L’alerte a peut-être été donnée dès le Grand Prix de Chine. Hamilton y avait été disqualifié pour usure excessive du fond plat. Officiellement, il s’agissait d’un excès marginal dû à un réglage trop agressif. Mais cette sanction a mis en lumière un équilibre fragile : à vouloir compenser un défaut de conception par des ajustements extrêmes, Ferrari flirte avec les limites du règlement — et de la performance.

Hamilton a confirmé que l’équipe travaillait sur une nouvelle pièce destinée à résoudre ce problème. Sans entrer dans les détails, il a confié espérer son introduction dès le prochain Grand Prix. Signe que le mal est identifié.

D’ici là, Ferrari doit jouer sur ses atouts. La gestion stratégique reste solide, les pilotes sont expérimentés, complémentaires, et malgré les frustrations, chacun semble déterminé à tirer le meilleur de ce que la voiture peut offrir. Leclerc, notamment, parvient à limiter les dégâts avec une régularité remarquable. Quant à Hamilton, sa franchise dans les médias traduit une volonté claire de faire bouger les lignes.

Bahreïn en ligne de mire

La prochaine course, à Bahreïn, sera un véritable test. Sur un circuit exigeant pour les freins, la motricité et l’usure des pneus, toute faiblesse structurelle est immédiatement révélée. Si la nouvelle évolution promise par Ferrari voit le jour à Sakhir, on en saura davantage sur la capacité de réaction de l’équipe.

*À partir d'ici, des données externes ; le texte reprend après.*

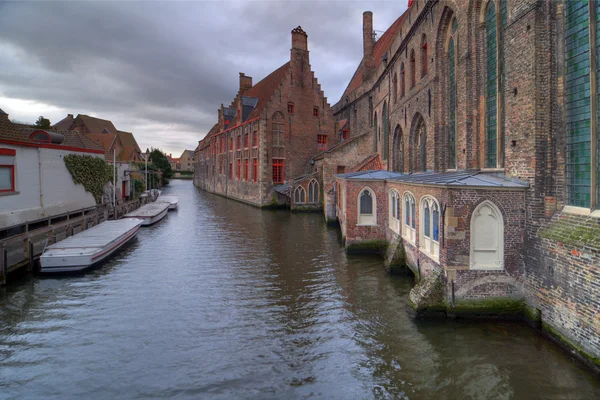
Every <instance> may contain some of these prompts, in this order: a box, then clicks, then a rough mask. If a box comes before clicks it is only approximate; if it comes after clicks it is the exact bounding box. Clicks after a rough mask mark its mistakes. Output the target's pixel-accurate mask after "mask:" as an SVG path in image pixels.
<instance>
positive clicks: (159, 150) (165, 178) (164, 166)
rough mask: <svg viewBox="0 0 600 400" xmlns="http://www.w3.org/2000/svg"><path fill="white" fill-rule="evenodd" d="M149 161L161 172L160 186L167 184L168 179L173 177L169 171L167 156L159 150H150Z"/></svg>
mask: <svg viewBox="0 0 600 400" xmlns="http://www.w3.org/2000/svg"><path fill="white" fill-rule="evenodd" d="M150 161H151V162H152V165H154V166H155V167H156V168H157V169H159V170H161V171H162V173H163V176H162V178H163V179H162V184H163V185H166V184H167V183H169V178H171V177H172V176H173V171H172V170H171V164H169V160H168V159H167V156H166V155H165V154H164V153H163V152H162V151H160V149H152V151H151V152H150Z"/></svg>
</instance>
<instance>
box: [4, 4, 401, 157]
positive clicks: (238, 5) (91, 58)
mask: <svg viewBox="0 0 600 400" xmlns="http://www.w3.org/2000/svg"><path fill="white" fill-rule="evenodd" d="M405 9H406V1H400V2H330V1H324V2H316V1H293V2H284V1H269V2H258V1H239V2H207V1H205V2H14V3H13V2H10V3H9V2H2V3H0V52H1V53H2V54H3V57H1V58H0V98H3V99H2V104H0V105H1V107H2V108H3V109H4V110H6V111H7V112H9V113H10V114H11V117H14V118H17V119H21V120H23V119H31V118H33V116H37V115H41V114H44V115H45V116H48V117H50V118H51V119H52V120H53V121H58V120H60V119H61V118H62V117H64V115H65V114H66V113H74V114H77V113H88V114H93V115H97V116H100V117H103V118H108V119H111V120H112V121H113V122H114V123H115V125H116V126H117V127H118V128H119V129H124V130H130V131H133V132H134V133H135V135H136V137H137V138H138V142H140V144H141V145H142V146H143V147H146V146H154V147H161V148H164V149H165V150H167V151H169V152H173V153H177V152H180V151H182V150H183V149H184V148H194V147H195V144H196V143H197V141H198V139H201V138H202V137H203V136H204V134H205V133H206V132H207V131H208V130H209V129H210V127H211V126H212V125H213V124H214V122H215V119H216V110H217V108H218V106H219V105H220V104H221V103H225V104H229V103H230V102H231V100H232V98H233V96H234V95H235V93H236V92H237V85H238V79H237V76H238V72H245V73H246V74H248V75H251V76H252V77H253V78H254V81H255V82H258V81H259V80H260V79H261V78H263V77H264V76H265V75H267V74H268V73H270V72H271V71H272V70H274V69H276V68H277V67H279V66H280V65H281V64H283V63H285V62H286V61H287V60H288V58H289V48H290V31H291V29H292V28H294V27H296V26H298V25H301V26H302V27H303V28H304V30H305V31H306V32H307V33H308V35H309V50H310V51H311V64H312V67H313V70H314V71H315V73H316V76H317V77H318V78H319V81H320V82H321V85H322V87H323V89H324V91H325V94H326V95H327V96H328V99H329V101H330V103H331V104H333V103H335V102H336V101H337V100H338V99H339V97H340V96H341V94H342V92H343V91H344V89H345V87H346V85H347V84H348V81H349V79H350V78H351V77H352V74H353V73H354V70H355V69H356V66H357V65H358V62H359V61H360V58H361V53H362V12H363V11H365V10H372V11H373V12H374V23H375V29H377V30H385V29H386V28H387V27H388V26H389V25H390V24H391V23H392V22H393V21H394V20H395V19H396V18H397V17H398V16H399V15H400V14H401V13H402V12H403V11H404V10H405ZM23 100H25V101H28V102H23Z"/></svg>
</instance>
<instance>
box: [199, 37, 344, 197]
mask: <svg viewBox="0 0 600 400" xmlns="http://www.w3.org/2000/svg"><path fill="white" fill-rule="evenodd" d="M239 79H240V81H239V91H238V93H237V95H236V97H235V98H234V100H233V101H232V102H231V104H230V105H229V106H228V107H224V106H223V105H221V108H220V109H219V112H218V122H217V123H216V124H215V125H214V126H213V128H212V129H211V130H210V131H209V132H208V134H207V135H206V136H205V138H204V139H202V140H201V141H200V142H199V145H198V147H197V148H196V150H195V166H194V183H195V185H196V186H198V187H201V188H203V189H204V190H207V191H210V192H214V193H218V194H221V195H224V196H227V197H230V198H234V199H237V200H240V201H244V202H248V203H251V204H254V205H257V206H269V205H276V204H285V203H288V204H289V203H291V202H292V199H293V198H294V194H295V193H296V191H297V196H296V200H297V202H296V203H301V204H303V205H307V206H316V205H317V204H320V202H321V195H320V193H321V190H320V187H321V185H322V182H321V181H320V180H319V181H317V179H316V177H315V179H314V181H317V184H316V186H315V184H314V183H313V180H310V181H309V182H307V183H306V185H307V186H306V189H305V190H306V192H305V193H304V196H302V189H297V187H292V186H293V185H292V186H290V182H293V179H294V178H298V177H304V176H306V175H310V174H312V173H313V172H315V171H314V167H313V165H312V164H311V162H310V161H311V158H312V157H313V156H315V155H316V154H318V153H320V152H322V151H323V150H326V149H328V148H329V147H330V146H331V145H334V144H336V143H337V142H338V141H339V140H340V138H339V137H338V135H336V134H334V133H335V132H336V131H335V129H336V123H335V120H334V117H333V113H332V111H331V108H330V106H329V104H328V103H327V98H326V97H325V95H324V93H323V91H322V90H321V86H320V85H319V83H318V81H317V79H316V78H315V75H314V72H313V71H311V66H310V62H309V52H308V37H307V34H306V33H305V32H304V31H303V30H302V28H300V27H297V28H295V29H294V30H292V48H291V55H290V61H288V62H286V63H285V64H284V65H282V66H281V67H279V68H278V69H276V70H275V71H273V72H272V73H271V74H269V75H268V76H266V77H265V78H264V79H263V80H261V81H260V82H258V83H257V84H255V85H253V84H252V78H251V77H249V76H246V75H245V74H244V73H240V77H239ZM300 180H302V179H300ZM308 185H311V186H310V187H309V186H308ZM309 190H310V193H309ZM315 190H316V191H317V193H316V194H315V193H313V192H314V191H315ZM309 194H310V195H309ZM319 208H320V206H319Z"/></svg>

Mais ce Grand Prix pourrait aussi être l’occasion d’un nouveau départ. Parfois, une seule mise à jour suffit à remettre une voiture dans la bonne fenêtre de performance. Et si tel est le cas, Ferrari pourrait vite redevenir un acteur de premier plan dans une saison où rien n’est encore figé.

Ce que vit Ferrari n’est pas inédit. Combien d’équipes ont connu ces phases de flottement entre performance perçue et performance réelle ? Le plus important reste la réaction. Et dans ce domaine, la Scuderia a rarement manqué de ressources.